W218=Datevalue('10/1/21)

 W219=Datevalue('11/1/21)

W220=Datevalue('2/1/21)

Err:504

 

◄'=IF((W231-W218)>=30=1,66.42,IF(W231-W219)>=60=1,132.84,IF(W231-W220)>=90=1,199.26,0)
6 Replies

@JoeJP 

Does this do what you want?

 

=IF(W231-W218>=90, 1199.26, IF(W231-W219>=60, 1132.84, IF(W231-W220>=30, 166.42, 0)))

 

or

 

=IFS(W231-W218>=90, 1199.26, W231-W219>=60, 1132.84, W231-W220>=30, 166.42, TRUE, 0)

 

Note that the order of the conditions had to be reversed.
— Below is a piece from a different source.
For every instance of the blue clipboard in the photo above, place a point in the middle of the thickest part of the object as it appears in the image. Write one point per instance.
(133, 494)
@JoeJP  wrote:  ``What is wrong with this equation``

 

To answer your question, the syntax '11/1/22 (leading apostrophe) is valid only as a constant entered by itself into a cell.  As the first character, the apostrophe (single-quote)  tells Excel not to interpret the characters to the right.

 

Ostensibly, you might enter "11/1/22" (matching double-quotes).  However, I assume you are entering dates in the form DMY.  That might not work if the workbook is opened on a computer that uses MDY dates, for example.

 

DATE(2022,11,1) is more reliable (portable) than DATEVALUE("11/1/22").

@Hans Vogelaar 

 

Curious:  Is Excel now returning error codes like Error 504 now instead of #VALUE, for exampe ?!

 

Not according to my google search.  But then again, my google search skills are poor.

 

OTOH, I believe that other spreadsheet apps (Google Sheets, for example?) do return error codes.

@Joe User 

Excel doesn't return error numbers in formulas as far as I know.

Error 504 appears to be a possible error message when Excel crashes, indicating a memory leak...

@Hans Vogelaar 

Thank you Hans. Your suggestion works, why I don't know. If each IF statement is entered by itself,

the equations work but not when ganged together.

@Hans Vogelaar  wrote:  ``Error 504 appears to be a possible error message when Excel crashes, indicating a memory leak``

 

Thanks.  I ask because in another context, a user claims that Excel returns "Err:502" where I would expect #NUM among a series of (improper) XIRR formulas.  Clearly, Excel is not "crashing" (terminating unexpectedly) in those instances.

 

One non-MSFT website claims that Excel returns Error xxx as a "logic error" (distinct from a crash) due to a memory "fault" (computer error) in handling data.  But I would be surprised if Excel does not in fact abort when that happens.

 

Oh well, it's good to know that Excel has not changed the way that it reports user errors.  Thanks.